There is of course one exception to this trend: the Basques, who occupy both sides of the Pyrenees in northern Spain and southwest France. Their language is plainly not Indo-European, and genetic peculiarities like their high frequency of Rh-negative have long suggested they may be a relict population of an earlier European epoch. On the whole this is not unwarranted. A 2019 study confirms that the Basques have been genetically isolated since the time of the Roman Empire. But previously, they must have interacted extensively with Indo-Europeans, because over 80% of Basque men carry the R1b paternal lineage, which clearly arrives via the Bell Beakers. In fact, most Basque men carry a mutation on R1b that seems to have sprung up in France 4,500 years ago, spreading southward into Iberia after 2400 BC.

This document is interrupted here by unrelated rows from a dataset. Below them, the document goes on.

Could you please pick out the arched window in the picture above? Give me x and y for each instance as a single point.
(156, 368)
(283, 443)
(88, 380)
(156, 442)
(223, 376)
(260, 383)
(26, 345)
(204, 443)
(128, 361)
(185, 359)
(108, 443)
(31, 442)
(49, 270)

What explains this pattern? Strabo and other ancient writers have alluded to a high status for Basque women, with the possibility of matrilineal inheritance (a custom that in northern Spain may have spread to Muslims as well). The genetic evidence from the new paper with samples from Troyes suggests that integration of men with steppe heritage occurred 4,500 years ago in Neolithic communities; it is not implausible that if the ancestors of the Basques were matrilineal that could have enabled Neolithic cultural continuity, sidestepping replacement by Indo-European language and religion to match their new Y-chromosomes.